Contrary to popular belief, "only sons," "the last son to carry the family name," and "sole surviving sons" must register for the draft, they can be drafted, and they can serve in combat. However, they may be entitled to a peacetime deferment if there is a military death in the immediate family.
Provisions regarding the survivors of veterans were written into Selective Service law after World War II. Details have varied over the years, but the basic premise remains the same; where a family member has been lost as a result of military service, the remaining family members should be protected insofar as possible.
It is important to keep in mind that the provisions are directly related to service-connected deaths. The mere fact that a man is the only child or only son does not qualify him for consideration - he must be the survivor of one who died as a result of military service.
The present law provides a peacetime exemption for anyone whose parent or sibling was killed in action, died in line of duty, or died later as a result of disease or injury incurred in line of duty while serving in the armed forces of the United States. Also included are those whose parent or sibling is in a captured or missing status as a result of service in the armed forces during any period of time. This is known as the "surviving son or brother" provision. A man does not have to be the only surviving son in order to qualify; if there are four sons in a family and one dies in the line of duty, the remaining three would qualify for surviving son or brother status under the present law.
The surviving son or brother provision is applicable only in peacetime. It does not apply in time of war or national emergency declared by the Congress.
The original law, passed in 1948, exempted the sole surviving son of a family where one or more sons or daughters died as a result of military service. No restriction existed at that time to limit the exemption to peacetime. The provision was intended to protect families which had lost a member in World War II.
In 1964, recognizing that sons of World War II veterans were reaching draft age, Congress changed the law to include the sole surviving son of a family where the father, or one or more sons or daughters, died as a result of military service. At this time the peacetime-only restriction was also added to the law.
A further change was made in 1971, expanding the exemption to any son, not necessarily the sole surviving son, of a family where the father, brother or sister died as a result of military service. This provision was recently expanded to include mothers.

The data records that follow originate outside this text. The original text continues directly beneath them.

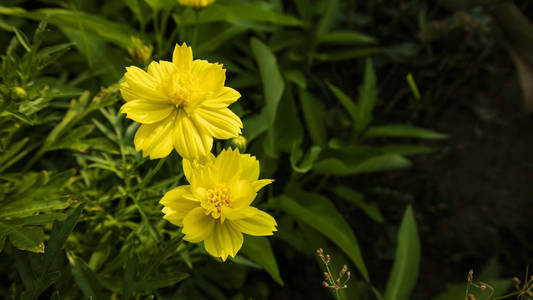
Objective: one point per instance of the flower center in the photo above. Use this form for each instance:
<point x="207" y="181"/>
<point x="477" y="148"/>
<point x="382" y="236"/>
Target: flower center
<point x="218" y="197"/>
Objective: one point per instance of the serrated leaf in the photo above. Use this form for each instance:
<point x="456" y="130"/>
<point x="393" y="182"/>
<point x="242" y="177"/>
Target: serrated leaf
<point x="404" y="273"/>
<point x="25" y="238"/>
<point x="258" y="249"/>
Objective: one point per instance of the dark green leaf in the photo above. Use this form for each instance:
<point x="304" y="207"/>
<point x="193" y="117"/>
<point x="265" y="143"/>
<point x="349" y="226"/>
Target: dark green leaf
<point x="258" y="249"/>
<point x="404" y="273"/>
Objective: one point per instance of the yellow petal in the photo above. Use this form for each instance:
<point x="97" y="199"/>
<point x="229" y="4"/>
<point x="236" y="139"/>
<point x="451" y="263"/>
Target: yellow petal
<point x="190" y="165"/>
<point x="220" y="123"/>
<point x="259" y="184"/>
<point x="250" y="167"/>
<point x="161" y="70"/>
<point x="146" y="112"/>
<point x="256" y="223"/>
<point x="178" y="203"/>
<point x="182" y="57"/>
<point x="197" y="226"/>
<point x="223" y="241"/>
<point x="189" y="140"/>
<point x="223" y="99"/>
<point x="155" y="140"/>
<point x="210" y="77"/>
<point x="143" y="85"/>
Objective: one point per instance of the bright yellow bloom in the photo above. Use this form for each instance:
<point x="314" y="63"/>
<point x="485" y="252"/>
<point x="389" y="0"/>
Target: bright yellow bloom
<point x="181" y="104"/>
<point x="215" y="207"/>
<point x="196" y="3"/>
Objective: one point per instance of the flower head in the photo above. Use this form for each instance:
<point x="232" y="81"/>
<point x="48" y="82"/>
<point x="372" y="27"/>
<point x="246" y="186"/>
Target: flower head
<point x="196" y="3"/>
<point x="181" y="105"/>
<point x="215" y="207"/>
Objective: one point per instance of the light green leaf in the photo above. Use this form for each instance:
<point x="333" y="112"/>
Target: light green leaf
<point x="313" y="112"/>
<point x="238" y="12"/>
<point x="404" y="273"/>
<point x="84" y="277"/>
<point x="368" y="94"/>
<point x="400" y="130"/>
<point x="352" y="196"/>
<point x="28" y="238"/>
<point x="345" y="38"/>
<point x="258" y="249"/>
<point x="319" y="213"/>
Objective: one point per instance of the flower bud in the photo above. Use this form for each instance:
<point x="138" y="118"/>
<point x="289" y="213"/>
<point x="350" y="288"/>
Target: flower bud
<point x="19" y="92"/>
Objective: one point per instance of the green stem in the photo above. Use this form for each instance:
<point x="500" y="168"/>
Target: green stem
<point x="195" y="30"/>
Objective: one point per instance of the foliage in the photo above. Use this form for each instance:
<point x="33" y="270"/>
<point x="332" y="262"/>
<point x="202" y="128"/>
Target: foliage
<point x="80" y="211"/>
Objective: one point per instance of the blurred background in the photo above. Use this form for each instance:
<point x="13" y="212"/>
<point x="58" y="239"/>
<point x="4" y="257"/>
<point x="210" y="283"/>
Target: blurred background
<point x="398" y="133"/>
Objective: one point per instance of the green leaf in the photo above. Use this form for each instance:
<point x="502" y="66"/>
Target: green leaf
<point x="116" y="33"/>
<point x="400" y="130"/>
<point x="319" y="213"/>
<point x="346" y="101"/>
<point x="258" y="249"/>
<point x="306" y="163"/>
<point x="238" y="12"/>
<point x="368" y="94"/>
<point x="314" y="115"/>
<point x="58" y="236"/>
<point x="329" y="17"/>
<point x="352" y="196"/>
<point x="404" y="273"/>
<point x="345" y="38"/>
<point x="84" y="277"/>
<point x="162" y="281"/>
<point x="273" y="84"/>
<point x="385" y="162"/>
<point x="28" y="238"/>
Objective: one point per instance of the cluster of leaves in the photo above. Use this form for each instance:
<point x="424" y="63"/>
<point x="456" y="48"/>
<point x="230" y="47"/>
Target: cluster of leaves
<point x="301" y="121"/>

In addition to peace-time draft deferrment, the Department of Defense authorizes discharges for any son or daughter in a family in which the father or mother or one or more sons or daughters:
- Have been killed in action or have died when serving in the U.S. Armed Forces from wounds, accident, or disease.
- Are in a captured or missing-in-action status.
- Have a permanent 100 percent Service-related disability (including 100 percent mental disability), as determined by the Veterans' Administration or one of the Military Services, and are not gainfully employed because of the disability.
It also does not apply to commissioned officers or warrant officers unless they were involuntarily drafted into the Armed Forces (as there is currently no draft going on, that means commissioned officers and warrant officers cannot be released from service under this provision).
Additionally, service members who enlist, reenlist, or voluntarily extends his or her active duty period after having been notified of the family casualty on which the surviving status is based shall be considered as having waived his or her rights for separation as a surviving son or daughter.
A member who has waived his or her right to a separation as a surviving son or daughter may request reinstatement of that status at any time. However, a request for reinstatement shall not be granted automatically, but shall be considered on the merits of the individual case.